The Persian is a major character from the Gaston Leroux novel The Phantom of the Opera. In the book he is the one who tells most of the background of Erik's history. Erik refers to him as the "daroga" (داروغه, Persian for "police-chief") and his memoirs are featured in five chapters of the novel. He is also considered Erik's only friend.
In the 1925 silent film The Phantom Of The Opera, his character was changed into a French policeman named Ledoux who had been investigating Erik for months. He still helps and accompanies Raoul to rescue Christine. In the musical, he does not appear, although aspects of his character are merged with Madame Giry's. For instance, Madame Giry shows Raoul where Erik lives, although she does not accompany him to Erik's lair.
According to his account of himself in the novel, the Persian once served as the chief of police (daroga) in the court of the Shah of Persia during the years that Erik was there. He refers to these times as "the rosy hours of Mazenderan". Being kindhearted, he helped Erik escape from Persia when the Shah ordered him executed, a trick that involved presenting a body washed up on the shore as Erik's. When news of the escape spread, the Shah-in-Shah punished the Persian by stripping him of his property and sending him into exile.

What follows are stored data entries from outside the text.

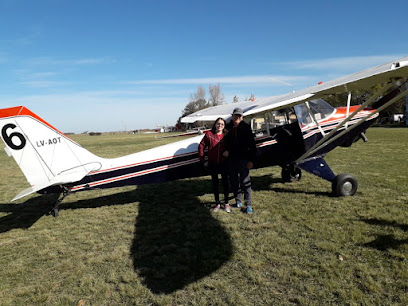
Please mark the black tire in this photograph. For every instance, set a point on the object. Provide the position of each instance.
(55, 212)
(344, 185)
(291, 174)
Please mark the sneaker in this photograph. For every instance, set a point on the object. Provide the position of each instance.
(217, 207)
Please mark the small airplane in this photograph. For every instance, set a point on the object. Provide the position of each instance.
(294, 131)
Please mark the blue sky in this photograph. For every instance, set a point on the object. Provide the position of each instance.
(114, 65)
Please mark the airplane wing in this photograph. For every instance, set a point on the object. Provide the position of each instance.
(361, 80)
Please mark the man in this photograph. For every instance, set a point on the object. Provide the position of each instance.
(241, 152)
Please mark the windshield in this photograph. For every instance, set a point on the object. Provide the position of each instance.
(320, 109)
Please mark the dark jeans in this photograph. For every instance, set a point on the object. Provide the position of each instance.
(216, 169)
(239, 177)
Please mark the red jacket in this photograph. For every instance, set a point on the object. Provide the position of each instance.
(216, 147)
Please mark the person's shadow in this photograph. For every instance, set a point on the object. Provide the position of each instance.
(176, 241)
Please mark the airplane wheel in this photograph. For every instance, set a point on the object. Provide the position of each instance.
(291, 174)
(55, 212)
(344, 185)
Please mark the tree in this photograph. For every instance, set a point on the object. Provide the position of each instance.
(197, 102)
(216, 96)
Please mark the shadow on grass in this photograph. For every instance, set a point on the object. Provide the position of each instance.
(24, 215)
(177, 241)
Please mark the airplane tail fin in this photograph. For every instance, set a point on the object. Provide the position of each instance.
(46, 156)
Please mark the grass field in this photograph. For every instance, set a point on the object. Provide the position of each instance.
(161, 245)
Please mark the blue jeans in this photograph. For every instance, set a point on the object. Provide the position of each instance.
(240, 180)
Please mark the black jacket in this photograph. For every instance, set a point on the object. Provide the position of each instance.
(240, 142)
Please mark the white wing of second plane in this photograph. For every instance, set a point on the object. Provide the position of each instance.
(361, 80)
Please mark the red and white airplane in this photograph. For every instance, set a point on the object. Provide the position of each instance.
(294, 131)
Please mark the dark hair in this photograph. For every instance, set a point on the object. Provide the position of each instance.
(213, 129)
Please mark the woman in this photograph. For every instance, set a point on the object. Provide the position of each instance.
(214, 142)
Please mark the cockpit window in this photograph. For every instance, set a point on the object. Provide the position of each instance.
(262, 123)
(320, 109)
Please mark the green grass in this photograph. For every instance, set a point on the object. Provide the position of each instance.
(161, 245)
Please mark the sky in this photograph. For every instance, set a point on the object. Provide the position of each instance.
(123, 65)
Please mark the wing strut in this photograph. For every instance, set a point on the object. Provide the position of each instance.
(324, 142)
(314, 118)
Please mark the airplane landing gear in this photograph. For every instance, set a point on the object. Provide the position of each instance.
(344, 185)
(54, 210)
(291, 174)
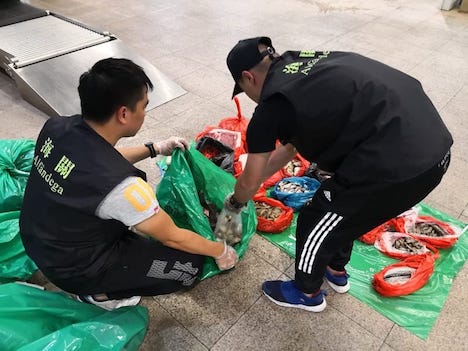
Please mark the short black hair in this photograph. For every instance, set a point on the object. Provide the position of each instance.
(109, 84)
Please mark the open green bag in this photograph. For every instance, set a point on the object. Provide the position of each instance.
(177, 193)
(16, 156)
(14, 263)
(32, 319)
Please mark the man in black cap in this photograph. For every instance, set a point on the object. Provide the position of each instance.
(370, 125)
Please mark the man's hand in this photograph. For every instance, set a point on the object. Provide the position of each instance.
(166, 147)
(228, 259)
(229, 224)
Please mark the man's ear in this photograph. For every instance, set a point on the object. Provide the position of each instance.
(247, 76)
(122, 114)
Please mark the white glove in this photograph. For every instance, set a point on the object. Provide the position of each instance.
(228, 259)
(166, 147)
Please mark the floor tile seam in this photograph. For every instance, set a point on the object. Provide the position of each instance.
(237, 320)
(453, 96)
(179, 322)
(271, 264)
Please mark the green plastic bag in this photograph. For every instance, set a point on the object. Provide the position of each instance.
(14, 263)
(188, 174)
(16, 158)
(32, 319)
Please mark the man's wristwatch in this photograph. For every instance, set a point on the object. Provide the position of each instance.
(150, 146)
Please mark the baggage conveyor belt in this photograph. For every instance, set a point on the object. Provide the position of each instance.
(46, 56)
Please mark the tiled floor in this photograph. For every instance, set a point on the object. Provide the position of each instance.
(189, 40)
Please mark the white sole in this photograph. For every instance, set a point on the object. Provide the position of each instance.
(338, 288)
(318, 308)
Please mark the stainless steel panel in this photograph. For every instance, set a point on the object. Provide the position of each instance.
(51, 85)
(41, 38)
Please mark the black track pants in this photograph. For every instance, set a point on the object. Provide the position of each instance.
(146, 268)
(338, 214)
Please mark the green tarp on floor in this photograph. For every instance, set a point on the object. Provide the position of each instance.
(416, 312)
(34, 319)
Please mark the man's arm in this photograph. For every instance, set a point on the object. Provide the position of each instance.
(134, 154)
(260, 166)
(162, 228)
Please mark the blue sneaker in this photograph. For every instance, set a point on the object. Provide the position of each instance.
(339, 283)
(287, 295)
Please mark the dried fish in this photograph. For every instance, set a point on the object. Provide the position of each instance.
(408, 244)
(266, 211)
(287, 186)
(429, 229)
(293, 167)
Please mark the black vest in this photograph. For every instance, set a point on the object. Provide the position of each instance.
(73, 170)
(358, 117)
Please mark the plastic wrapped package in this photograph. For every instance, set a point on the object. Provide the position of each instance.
(189, 174)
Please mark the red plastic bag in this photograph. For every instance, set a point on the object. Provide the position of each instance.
(280, 223)
(401, 245)
(446, 237)
(238, 123)
(404, 278)
(392, 225)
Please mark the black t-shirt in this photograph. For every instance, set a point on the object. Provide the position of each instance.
(352, 115)
(274, 120)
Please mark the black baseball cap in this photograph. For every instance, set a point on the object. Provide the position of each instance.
(244, 56)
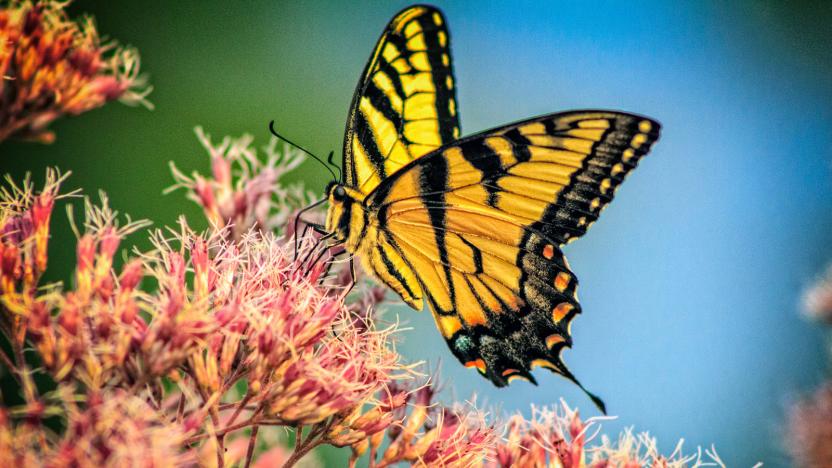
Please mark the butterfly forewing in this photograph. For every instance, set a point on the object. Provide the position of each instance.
(477, 227)
(405, 104)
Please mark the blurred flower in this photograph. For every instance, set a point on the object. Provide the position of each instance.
(118, 429)
(558, 437)
(817, 300)
(242, 191)
(112, 429)
(24, 235)
(418, 431)
(810, 429)
(51, 66)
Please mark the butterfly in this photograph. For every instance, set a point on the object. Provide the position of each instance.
(474, 226)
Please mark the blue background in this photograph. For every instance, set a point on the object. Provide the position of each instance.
(691, 280)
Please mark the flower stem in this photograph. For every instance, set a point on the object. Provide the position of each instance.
(252, 441)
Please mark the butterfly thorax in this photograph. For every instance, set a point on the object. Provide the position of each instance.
(345, 217)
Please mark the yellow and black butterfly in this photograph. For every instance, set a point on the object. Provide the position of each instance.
(474, 225)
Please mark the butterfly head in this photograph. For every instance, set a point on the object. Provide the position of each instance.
(344, 211)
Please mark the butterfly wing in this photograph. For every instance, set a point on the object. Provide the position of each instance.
(477, 227)
(405, 103)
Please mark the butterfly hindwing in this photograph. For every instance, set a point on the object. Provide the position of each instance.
(405, 103)
(477, 228)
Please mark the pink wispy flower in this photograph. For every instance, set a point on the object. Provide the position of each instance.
(51, 66)
(242, 191)
(559, 437)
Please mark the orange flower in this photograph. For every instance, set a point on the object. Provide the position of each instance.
(51, 66)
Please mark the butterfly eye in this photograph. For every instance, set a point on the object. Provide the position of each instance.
(339, 194)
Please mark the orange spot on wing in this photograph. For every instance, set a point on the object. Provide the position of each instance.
(561, 310)
(543, 363)
(554, 339)
(479, 364)
(562, 281)
(514, 377)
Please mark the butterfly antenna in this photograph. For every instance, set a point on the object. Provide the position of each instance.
(274, 132)
(331, 163)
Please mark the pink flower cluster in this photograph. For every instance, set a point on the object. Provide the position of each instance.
(51, 66)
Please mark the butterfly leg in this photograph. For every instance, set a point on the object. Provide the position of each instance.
(298, 219)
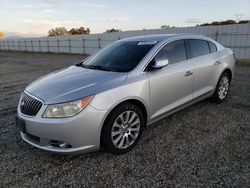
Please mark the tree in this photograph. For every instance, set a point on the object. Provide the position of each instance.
(59, 31)
(216, 23)
(113, 30)
(244, 21)
(165, 26)
(79, 31)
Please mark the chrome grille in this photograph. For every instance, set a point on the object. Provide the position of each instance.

The Persian later travels to Paris and takes up living in a small, middle-class flat in the rue de Rivoli, across the street from the Tuileries, on the modest pension he receives from the Persian government. He becomes known as a fixture of the Opera, considered an eccentric Persian who is allowed to wander backstage where he pleases. Research into Leroux's sources has revealed that Leroux based this description upon a real-life Persian who frequented the Paris Opera in the 19th century, a mysterious exiled prince living on a pension from the British government.